How to Append Datasets

paruanil · July 2, 2024, 5:53am

I upload excel files as my dataset, but I am soon to run out of excel row limit. I tried to split and upload the files, but I do not see the option to append the files, only join/merge option. Is there any solution so that I can upload two files and append them perhaps? Or may be another better solution?

I also tried to use a helper column in all files and merge, but the second data file gets add on the right instead of getting added after the last row.

Xclipse · July 3, 2024, 3:04am

Hi @paruanil, it sounds like you’re facing limitations with Excel row limits and looking for a way to efficiently manage and append large datasets in Amazon QuickSight.

Here’s a detailed approach to address this issue:

Approach: Converting Excel Files to CSV and Using S3 with Amazon Athena

Step 1: Convert Excel Files to CSV

Convert Each Excel File to CSV:

Open each Excel file and save it as a CSV file. This can be done manually or via a script if you have many files.

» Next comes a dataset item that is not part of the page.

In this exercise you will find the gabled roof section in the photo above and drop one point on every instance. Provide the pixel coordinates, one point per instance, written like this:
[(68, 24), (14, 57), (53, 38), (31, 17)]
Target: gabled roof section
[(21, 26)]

Step 2: Upload CSV Files to S3

Create an S3 Bucket:

Create an S3 bucket (if you don’t have one already) to store your CSV files.

Upload CSV Files:

Upload all the converted CSV files to the S3 bucket. You can organize them in folders if needed.

Step 3: Create an Athena Table

Configure AWS Athena:

Go to the AWS Athena console.
Create a new database if you don’t have one.

Create an Athena Table for CSV Files:

Write a DDL statement to create a table in Athena that reads from the S3 bucket. Here’s an example:

Pseudocode (Syntax may vary)

CREATE EXTERNAL TABLE IF NOT EXISTS my_dataset (
    column1 STRING,
    column2 STRING,
    column3 STRING,
    ...
)
ROW FORMAT SERDE 'org.apache.hadoop.hive.serde2.lazy.LazySimpleSerDe'
WITH SERDEPROPERTIES (
    'serialization.format' = ',',
    'field.delim' = ','
)
LOCATION 's3://your-bucket/path-to-csv-files/'
TBLPROPERTIES ('has_encrypted_data'='false');

Adjust the column definitions to match your data schema.

Partitioning (Optional):

If your data is large and you want to improve query performance, consider partitioning the Athena table by a logical key, such as date.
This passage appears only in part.